It is hauntingly beautiful and melancholic. So don’t disturb that, let them get that vibe with it, and then they come into the next room and see this art piece. Then my work there is done. Then my work is saying no to myself, don’t do anything.
And then it’s the other way around, sometimes my lines of poetry could be inspirational for Niklas, for El Huervo, to say ‘this is so beautiful that I would like to give it some room.’ Or have a room where you can really read this or paint something that was inspired from it. So it’s a door that goes both ways. It’s just about knowing when to like, elevate one thing over the other, really. Same with the mechanics that Mårten Brüggemann, the game design director. Feeling the character, sometimes it’s also about leaving the player with a character to like, acquaint themselves, you know? And that could also be done through tutorials, of course, that need texxt.

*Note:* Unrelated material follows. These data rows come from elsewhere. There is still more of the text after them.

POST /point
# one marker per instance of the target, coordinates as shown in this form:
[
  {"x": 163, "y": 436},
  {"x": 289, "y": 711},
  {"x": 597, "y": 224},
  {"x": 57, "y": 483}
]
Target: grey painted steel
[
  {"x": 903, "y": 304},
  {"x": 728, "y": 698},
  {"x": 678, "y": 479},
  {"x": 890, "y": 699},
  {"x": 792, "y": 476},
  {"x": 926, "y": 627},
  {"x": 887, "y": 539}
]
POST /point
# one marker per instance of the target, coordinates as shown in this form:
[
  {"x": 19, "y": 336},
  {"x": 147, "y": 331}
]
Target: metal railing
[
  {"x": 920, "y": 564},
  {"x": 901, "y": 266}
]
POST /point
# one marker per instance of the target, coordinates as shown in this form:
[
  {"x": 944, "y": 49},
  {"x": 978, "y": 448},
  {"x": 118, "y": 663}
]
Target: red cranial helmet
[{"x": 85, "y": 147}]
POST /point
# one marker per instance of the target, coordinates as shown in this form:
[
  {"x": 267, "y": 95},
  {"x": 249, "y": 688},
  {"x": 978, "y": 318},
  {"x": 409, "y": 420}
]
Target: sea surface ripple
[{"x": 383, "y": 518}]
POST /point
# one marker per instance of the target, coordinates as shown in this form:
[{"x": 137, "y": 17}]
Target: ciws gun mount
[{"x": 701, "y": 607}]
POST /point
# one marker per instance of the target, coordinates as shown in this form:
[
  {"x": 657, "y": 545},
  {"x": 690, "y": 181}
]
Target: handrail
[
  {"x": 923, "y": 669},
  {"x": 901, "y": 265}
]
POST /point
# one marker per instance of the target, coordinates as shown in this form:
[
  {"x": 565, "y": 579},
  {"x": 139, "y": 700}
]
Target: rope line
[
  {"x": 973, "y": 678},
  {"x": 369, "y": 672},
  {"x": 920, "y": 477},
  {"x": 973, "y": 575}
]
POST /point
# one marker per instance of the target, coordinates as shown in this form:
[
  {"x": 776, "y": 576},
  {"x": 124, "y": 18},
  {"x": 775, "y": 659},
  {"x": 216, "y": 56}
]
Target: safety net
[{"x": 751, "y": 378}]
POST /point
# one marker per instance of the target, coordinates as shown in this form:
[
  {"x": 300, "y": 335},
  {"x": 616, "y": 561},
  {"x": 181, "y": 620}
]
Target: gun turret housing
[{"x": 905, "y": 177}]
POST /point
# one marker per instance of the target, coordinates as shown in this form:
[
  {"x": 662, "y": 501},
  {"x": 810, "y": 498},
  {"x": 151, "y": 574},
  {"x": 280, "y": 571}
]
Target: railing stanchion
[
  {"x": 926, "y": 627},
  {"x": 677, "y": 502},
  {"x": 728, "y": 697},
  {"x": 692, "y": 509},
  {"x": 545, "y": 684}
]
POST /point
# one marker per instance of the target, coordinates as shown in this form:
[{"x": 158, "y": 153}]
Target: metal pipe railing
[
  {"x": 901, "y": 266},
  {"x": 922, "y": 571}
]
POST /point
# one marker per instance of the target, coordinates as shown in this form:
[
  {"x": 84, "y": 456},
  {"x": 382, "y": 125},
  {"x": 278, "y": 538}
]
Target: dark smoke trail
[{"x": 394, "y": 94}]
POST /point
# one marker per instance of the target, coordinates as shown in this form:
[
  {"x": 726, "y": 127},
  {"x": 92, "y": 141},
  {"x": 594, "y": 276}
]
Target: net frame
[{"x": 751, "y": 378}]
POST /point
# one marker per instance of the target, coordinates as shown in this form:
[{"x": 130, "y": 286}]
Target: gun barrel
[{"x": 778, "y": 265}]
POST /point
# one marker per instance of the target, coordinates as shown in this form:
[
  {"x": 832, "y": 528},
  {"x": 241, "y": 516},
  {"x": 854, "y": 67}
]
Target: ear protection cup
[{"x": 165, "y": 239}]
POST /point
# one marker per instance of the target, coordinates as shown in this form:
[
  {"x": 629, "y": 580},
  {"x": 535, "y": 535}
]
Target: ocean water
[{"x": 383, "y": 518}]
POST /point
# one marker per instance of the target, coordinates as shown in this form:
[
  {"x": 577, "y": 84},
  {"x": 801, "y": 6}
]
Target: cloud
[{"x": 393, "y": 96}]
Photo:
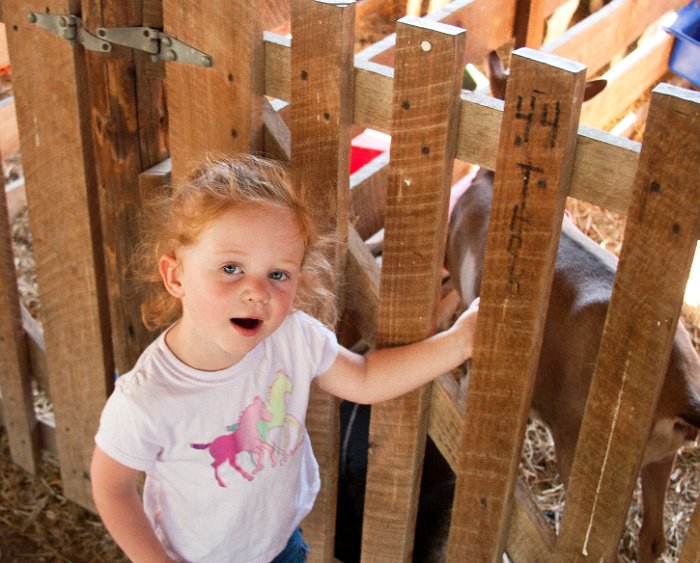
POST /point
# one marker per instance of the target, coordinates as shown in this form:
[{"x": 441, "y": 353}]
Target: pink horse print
[{"x": 245, "y": 438}]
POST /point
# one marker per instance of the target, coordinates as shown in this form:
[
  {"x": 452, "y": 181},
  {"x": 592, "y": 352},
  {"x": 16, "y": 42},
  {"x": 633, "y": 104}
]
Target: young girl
[{"x": 214, "y": 409}]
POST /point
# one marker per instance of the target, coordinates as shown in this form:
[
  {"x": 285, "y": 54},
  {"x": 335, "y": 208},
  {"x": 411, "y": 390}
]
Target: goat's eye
[{"x": 231, "y": 269}]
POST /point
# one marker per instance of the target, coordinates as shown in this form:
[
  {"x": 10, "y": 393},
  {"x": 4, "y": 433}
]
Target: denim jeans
[{"x": 296, "y": 550}]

But then it’s like a different kind of text. Then sometimes it has to be explanatory, or UI. Then you can’t be suggestive or mysterious. It’s like press this, this happens. But then it’s also about giving the players a chance to fall in love with the characters, just also about feeling them out. Not only by their speech or their interactions, but also to feel that it’s a smooth movement here, and it feels heavy in a nice way when I jump and things like that. Everything is important.
It’s like a big stew and you can’t really take some of the ingredients out and feel like, ‘yeah, but you know it’s still stew.’ Yes but no. It’s complicated, art is complicated. Game design is complicated.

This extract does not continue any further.